Lidar-based virtual load sensors for mooring lines using artificial neural networksGräfe, Moritz; Özinan, Umut; Cheng, Po Wen
doi: 10.1088/1742-6596/2626/1/012036pmid: N/A
Floating offshore wind turbines are equipped with a variety of sensors, which are measuring data, valuable for the control and monitoring of the turbine. However, reliable measurements are difficult or costly for some physical quantities. This includes load estimates for mooring lines and fairleads. In this study, we investigate an approach using wind speed measurements from a forward-looking nacelle-based lidar as inputs to long short-term memory networks to estimate fairlead tensions. Nacelle-based lidar wind speed measurements on floating offshore wind turbines are influenced by platform motions, in particular by the rotational pitch displacement and the surge displacement of the floater. Therefore, the lidar wind speed measurement contains information about the dynamic behavior of the floater.
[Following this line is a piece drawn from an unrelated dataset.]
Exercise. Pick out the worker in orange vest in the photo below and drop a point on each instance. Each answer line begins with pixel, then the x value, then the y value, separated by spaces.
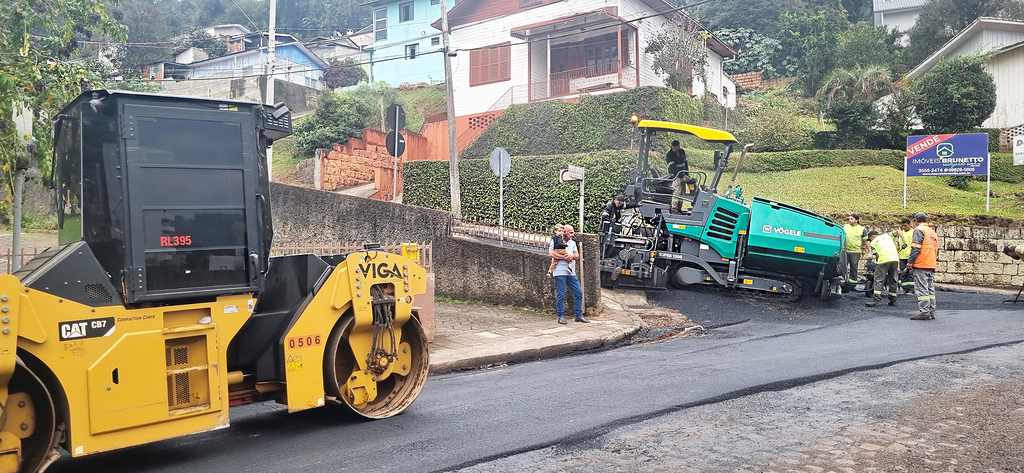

In turn, the floater’s dynamics determine the fair lead loads. Thus in this study, we directly use the lidar-measured line of sight (LOS) wind speeds to estimate mooring line tensions. The model training data is obtained using the aero-elastic wind turbine simulation tool openFAST in combination with the numerical lidar simulation framework ViConDAR. Results show, that lidar-based virtual load sensors can reproduce mean fairlead tension as well as low-frequency fluctuations, with varying accuracy dependant on the combination of input features. For the model which is only using LOS wind speed measurements as input a normalized root mean squared error of 0.55 was obtained.